Marilyn knew this intimately, from her own experience. But neither of them believed that her cancer would reassert itself with such aggressive force in her body. They’d planned a couple of years together, during which they could settle into her little house, tend her back garden, and walk the familiar paths in and around Pine Street.
The cancer eating its way through Marilyn’s vital organs had other plans. By the wedding night, it had possessed one lung, causing her to cough up blood. Within days, she and Douglas were facing the decision they’d talked about so often: aggressive experimental treatment with a low certainty of results, or no treatment at all, with a guaranteed result.
Marilyn had known from the day of her diagnosis which she would choose, and she did not waver when the moment came. No treatment, a peaceful path toward death. “Life offers many opportunities for suffering, and so does art. I don’t need any further invitations. I want my last memories to omit, as much as possible, needles, tubes, and vomiting.”

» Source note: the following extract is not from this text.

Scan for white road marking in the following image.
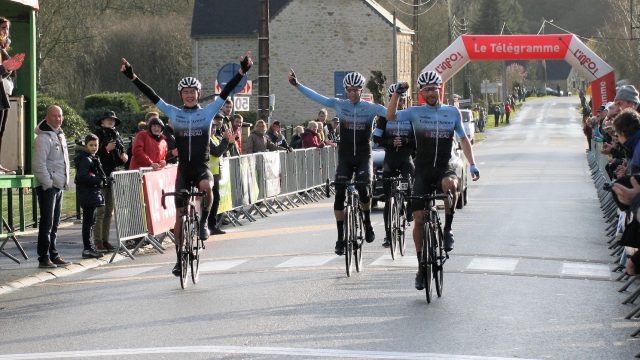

That was truly how she spoke, Douglas remembered, shaking his head. He also recalled how strongly he fought his temptation, no, his need to convince her to continue her fight to stay alive. By then, he had no idea how to imagine his life without her in it. But he also knew that he could not dissuade her, and that what she needed from him was confirmation and support.
So he’d bitten his tongue, mostly. One time, he’d slipped. “Would it hurt to find out more about this one?” he’d asked Marilyn, referring to a particularly promising, yet brutal, experimental option.
“I suppose it wouldn’t hurt you at all,” she’d snapped at him. Then her expression softened. “Dear heart,” she said. “Thank you for wishing so hard for me to stay. But no amount of wishing will keep me here.”
That was the night he’d called his son, for the first time in he couldn’t remember how long.
Now, Douglas wondered if he would regret that call.